Avec À la figure, Déry émerge d’un an de laboratoire: "L’album, c’est toute une aventure, c’est un ostie de voyage pareil, comme couver un œuf pendant un bout de temps; tu t’enfermes, c’est douloureux, tu essaies d’aller vers l’intérieur pour en sortir quelque chose, comme une recherche d’or, tu gosses, tu pioches." Pendant sa descente dans la mine, le chanteur a écouté beaucoup de musique classique, délaissant toute l’actualité musicale québécoise. Il souhaitait quitter l’électro-pop, les petits bruits remplacés par des cordes: "Pour le nouvel album, je voulais quelque chose d’assez classique comme formation: piano-batterie-basse-guitares-violons, mais avec la même approche débridée. Un truc frais et que j’espère nouveau, qu’on n’a pas entendu depuis un boutte.
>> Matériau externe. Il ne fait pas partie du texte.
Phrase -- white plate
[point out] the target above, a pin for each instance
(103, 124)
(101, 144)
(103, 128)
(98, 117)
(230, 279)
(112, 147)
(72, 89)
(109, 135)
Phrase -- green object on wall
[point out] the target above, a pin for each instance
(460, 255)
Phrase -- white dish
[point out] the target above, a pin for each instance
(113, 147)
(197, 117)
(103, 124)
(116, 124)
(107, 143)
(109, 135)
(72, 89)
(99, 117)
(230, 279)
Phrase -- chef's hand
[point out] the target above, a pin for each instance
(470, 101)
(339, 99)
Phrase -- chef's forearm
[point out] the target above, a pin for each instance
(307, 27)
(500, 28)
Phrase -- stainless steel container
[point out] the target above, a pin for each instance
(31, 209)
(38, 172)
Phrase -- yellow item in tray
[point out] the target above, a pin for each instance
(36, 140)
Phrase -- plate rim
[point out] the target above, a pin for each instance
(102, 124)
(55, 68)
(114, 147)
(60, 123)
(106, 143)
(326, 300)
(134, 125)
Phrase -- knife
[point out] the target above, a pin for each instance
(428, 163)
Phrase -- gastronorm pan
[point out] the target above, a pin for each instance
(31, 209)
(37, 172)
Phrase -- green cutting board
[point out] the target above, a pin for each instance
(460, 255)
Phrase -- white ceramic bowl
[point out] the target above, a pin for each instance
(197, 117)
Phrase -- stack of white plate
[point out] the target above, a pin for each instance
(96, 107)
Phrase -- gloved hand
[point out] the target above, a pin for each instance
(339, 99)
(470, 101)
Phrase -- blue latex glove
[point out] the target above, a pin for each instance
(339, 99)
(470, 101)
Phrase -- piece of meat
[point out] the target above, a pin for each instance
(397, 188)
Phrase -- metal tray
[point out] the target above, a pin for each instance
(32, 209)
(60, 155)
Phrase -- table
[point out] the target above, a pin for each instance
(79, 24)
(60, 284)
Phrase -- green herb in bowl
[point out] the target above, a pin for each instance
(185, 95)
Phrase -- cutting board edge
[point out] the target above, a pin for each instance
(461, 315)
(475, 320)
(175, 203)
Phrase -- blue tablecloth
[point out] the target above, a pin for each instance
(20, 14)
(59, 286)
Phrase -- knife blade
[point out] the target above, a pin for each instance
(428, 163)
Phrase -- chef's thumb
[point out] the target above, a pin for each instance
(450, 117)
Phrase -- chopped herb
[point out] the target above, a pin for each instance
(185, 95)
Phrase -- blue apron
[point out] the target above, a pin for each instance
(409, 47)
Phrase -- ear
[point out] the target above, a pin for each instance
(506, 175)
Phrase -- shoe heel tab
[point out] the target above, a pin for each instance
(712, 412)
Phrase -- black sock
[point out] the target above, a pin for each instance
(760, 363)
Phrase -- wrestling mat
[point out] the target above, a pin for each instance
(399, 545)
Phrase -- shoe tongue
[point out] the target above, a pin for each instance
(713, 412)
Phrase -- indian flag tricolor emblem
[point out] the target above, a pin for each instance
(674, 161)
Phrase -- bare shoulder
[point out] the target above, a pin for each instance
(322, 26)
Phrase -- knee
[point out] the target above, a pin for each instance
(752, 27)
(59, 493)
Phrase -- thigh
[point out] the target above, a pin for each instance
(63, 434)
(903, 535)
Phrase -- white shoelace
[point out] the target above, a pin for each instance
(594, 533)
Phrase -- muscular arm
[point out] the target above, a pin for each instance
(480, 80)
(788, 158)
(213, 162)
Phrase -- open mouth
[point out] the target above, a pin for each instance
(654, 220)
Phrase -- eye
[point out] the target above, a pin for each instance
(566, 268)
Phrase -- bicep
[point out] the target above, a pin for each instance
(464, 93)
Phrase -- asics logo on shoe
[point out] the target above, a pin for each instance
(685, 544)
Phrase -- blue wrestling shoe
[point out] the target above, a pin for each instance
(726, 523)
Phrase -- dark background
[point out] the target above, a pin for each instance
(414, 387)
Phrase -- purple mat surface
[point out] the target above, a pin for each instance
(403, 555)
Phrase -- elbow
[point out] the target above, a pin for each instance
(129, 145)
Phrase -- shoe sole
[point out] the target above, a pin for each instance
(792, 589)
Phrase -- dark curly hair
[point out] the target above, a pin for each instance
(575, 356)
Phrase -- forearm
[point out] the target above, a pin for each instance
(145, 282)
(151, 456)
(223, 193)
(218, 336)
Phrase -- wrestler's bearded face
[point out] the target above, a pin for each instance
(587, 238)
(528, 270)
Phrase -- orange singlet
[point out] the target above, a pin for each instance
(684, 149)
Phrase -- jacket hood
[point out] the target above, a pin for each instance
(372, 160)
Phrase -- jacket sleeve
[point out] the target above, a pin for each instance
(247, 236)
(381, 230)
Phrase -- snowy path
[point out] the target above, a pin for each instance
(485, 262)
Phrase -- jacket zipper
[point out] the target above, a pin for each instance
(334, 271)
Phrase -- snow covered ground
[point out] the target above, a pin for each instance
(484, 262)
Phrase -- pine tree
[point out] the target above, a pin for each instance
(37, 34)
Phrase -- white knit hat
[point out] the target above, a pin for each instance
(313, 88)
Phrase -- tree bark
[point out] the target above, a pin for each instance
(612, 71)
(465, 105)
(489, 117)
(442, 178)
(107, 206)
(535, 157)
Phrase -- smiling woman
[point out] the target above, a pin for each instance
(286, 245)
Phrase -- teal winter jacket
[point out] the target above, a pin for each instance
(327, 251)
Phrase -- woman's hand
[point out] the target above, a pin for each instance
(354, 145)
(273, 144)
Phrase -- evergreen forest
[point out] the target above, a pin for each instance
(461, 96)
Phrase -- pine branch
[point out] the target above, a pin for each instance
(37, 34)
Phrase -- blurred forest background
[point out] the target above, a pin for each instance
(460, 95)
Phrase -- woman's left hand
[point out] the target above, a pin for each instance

J’ai joué du piano à queue, mais de manière impressionniste, j’ai collé les violons. J’ai d’ailleurs commencé cet album-là avec des collages symphoniques." Chez lui vient d’abord la toile musicale, ensuite les mots, souvent puisés à même le quotidien. Il apprécie les choses concrètes et parle dans deux nouvelles chansons du partage des biens après une rupture, dont les CD et cassettes vidéo: "J’aime les tableaux. Garrocher une scène comme ça et que ça prenne vie. Quand je parle du partage des cassettes vidéo, on voit le gars, le tableau se crée. C’est beaucoup plus riche que ce que je dis en mots. Je veux "pitcher" une couple de mots pour forger un univers, et qu’il y ait de la place pour extrapoler. La musique, c’est elle qui inspire ces tableaux-là, le lien qui est là avant. Je mets la couche de fond et je commence à voir de quoi ça parle. Je me laisse toucher par la musique, puis j’entends une histoire, et je l’écris. Pour faire ça, que ce soit riche, j’essaie de me mettre un son qui me déstabilise, que je n’ai pas entendu souvent." Album de la maturité, À la figure possède de riches couleurs qui demandent plusieurs écoutes avant de se dévoiler, mais avec Déry, le temps, on le prend.